The nationalist Danish People’s Party, on which Prime Minister Lars Løkke Rasmussen’s minority government relies to stay in power, won’t make any conditions that oil and gas assets need to stay under Danish control, Christensen said.
Energy Minister Lars Christian Lilleholt told Bloomberg that new operators would only need to meet certain financial and technical criteria to be approved. There are no limitations on offshore buyers, provided European Union sanctions against Russia aren’t breached, he said.
Dong Energy A/S, a state-controlled utility that went public in June, has tried and so far failed to sell its exploration and production unit as the company focuses on green energy.
Meanwhile A.P. Moeller-Maersk A/S, Denmark’s biggest company, last month revealed a new strategy that entails divesting its E&P unit, which pioneered the country’s North Sea oil exploration. Bankers have advised Maersk and Dong to consider merging their two unwanted units.
“There are no easy answers” in deciding how to dispose of Dong’s oil and gas assets, Christensen said. “But what’s important for us as the owners, is that someone actually shows an interest in extracting our underground resources. If nobody cares, the assets are worthless, but if someone can make a business out of it , the assets become valuable.”
Chevron Corp. and Royal Dutch Shell Plc. already own substantial stakes in Danish North Sea fields under the DUC partnership with Maersk as the operator. Only one of the producing North Sea fields has a non-Danish operator, which is New York-based Hess Corporation.
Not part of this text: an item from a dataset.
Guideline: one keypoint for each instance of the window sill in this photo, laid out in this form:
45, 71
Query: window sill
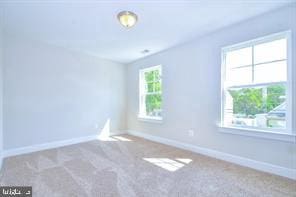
287, 137
150, 119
Since production started in the early 1970s, the Danish government has collected more than 400 billion kroner ($60 billion) in combined revenue from oil and gas in the North Sea. Annual income peaked at 36.5 billion kroner in 2008 but has since plunged to just half that in 2014, according to the Danish Energy Agency.
“We want the marginal fields to be developed as we want as much oil as possible,” Christensen said. “We’ll need to know what will come instead of a Dong ownership, what obligations that entails and what a new ownership will mean for tax revenue.”
Finance Minister Claus Hjort Frederiksen said a year ago — before Dong’s initial public offering — that he would resist foreign owners. He gave Russia’s Gazprom as an example of a potential buyer that wouldn’t be unwelcome, and said the government held the same attitude toward “equivalent” suitors. No major foreign company bought a stake in connection with Dong’s June IPO, according to regulatory filings.